Houve uma época em que acordar lhe bastava. Abria os olhos, tomava seu
café enquanto lia o jornal ou as mensagens bobas das mídias sociais, tudo que
havia acontecido naquelas últimas horas em que você havia estado desconectado
apenas dormindo em paz ou sonhando coisas empolgantes. Nem sentia pressa em ler
tudo aquilo. Em seguida engatava uma série de atividades, uma atrás da outra,
que realmente pareciam ser necessárias fazer.

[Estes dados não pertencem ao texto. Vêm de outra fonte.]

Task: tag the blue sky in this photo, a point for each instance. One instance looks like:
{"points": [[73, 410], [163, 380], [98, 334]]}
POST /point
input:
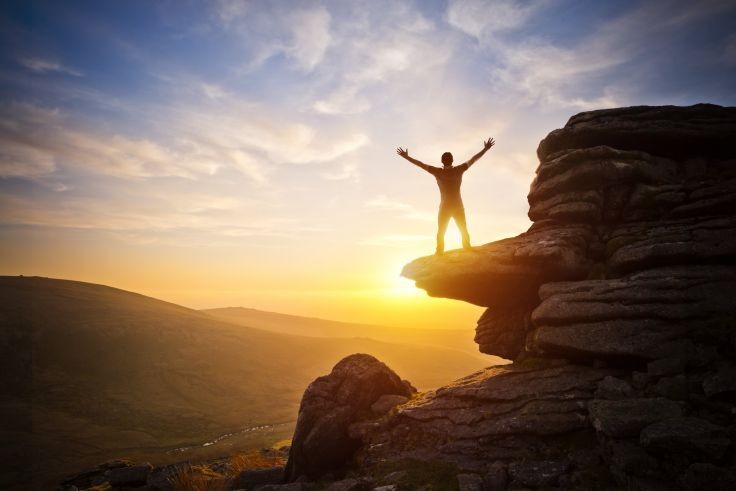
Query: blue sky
{"points": [[238, 148]]}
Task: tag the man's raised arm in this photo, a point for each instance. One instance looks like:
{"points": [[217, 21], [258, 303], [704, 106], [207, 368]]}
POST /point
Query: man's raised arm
{"points": [[486, 146], [405, 153]]}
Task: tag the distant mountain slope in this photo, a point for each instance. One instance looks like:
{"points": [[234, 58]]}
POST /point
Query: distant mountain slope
{"points": [[99, 373], [461, 339]]}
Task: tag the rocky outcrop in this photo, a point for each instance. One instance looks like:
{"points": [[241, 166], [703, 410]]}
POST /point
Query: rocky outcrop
{"points": [[617, 310], [634, 239], [353, 391]]}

Certa época seu banho era calmo, sentia a fundo do cheiro do sabonete de
baunilha e a maciez da toalha. Era uma felpuda e branca toalha. Escolhia com
calma as peças da gaveta e com algum cuidado calçava a meia para não desfiar -
e para acomodar bem os dedos - dentro daquele sapato fechado para os dias mais
frios. E então pegava a blusa, a bolsa, caçava com paciência as chaves de casa
ou do carro e até saia assobiando fazendo aquele mesmo trajeto incrível de
todos os dias.
Não reclamava de nada. Não era um
problema aquela mesmice, tudo parecia estar em seu devido lugar.
Cumprimentava os pássaros, o porteiro - mesmo que internamente, nem
sempre estava a fim de sair espalhando bom dia. A multidão ao redor o fazia se
sentir pertencente e acolhido de alguma forma e você se sentia parte, vivendo
sua vida como deveria viver. Olhava o sol brilhando e se sentia aquecido até o
estômago e seguia para mais um dia maravilhosamente comum. E tudo fazia
sentido. Realmente fazia sentido.
Mas um dia ele se sentiu vivo, como
nunca havia se sentido antes.
E descobriu o quanto isso doía.
E descobriu o quanto isso doía.
Um dia ele experimentou um pouco do que sempre havia desejado
experimentar. E doeu. E ele começou, aos poucos, a querer não se sentir vivo
daquele jeito.
Um dia sair da cama tornou-se um problema porque estava se sentindo
vivo. Alguma coisa havia mudado. E olha só, ele não estava morto. Ele vivia
sim, normalzinho, como você, como no texto. Ele fazia coisas comuns todos os
dias. Mas do nada, algo o fez se sentir vivo e começou a doer perceber cada uma
de suas veias pulsando. Às vezes pulava da cama com tudo, assustado, com medo
de ter perdido alguma coisa. E às vezes sequer queria abrir os olhos, porque já
não reconhecia mais quem era lá dentro e tentava fugir de si mesmo enquanto se
sentia vivo.
Você já ficou pensando sobre como fugir de si mesmo? Não tem jeito, é
assustador. Você pode fugir de qualquer coisa no mundo, menos de você mesmo.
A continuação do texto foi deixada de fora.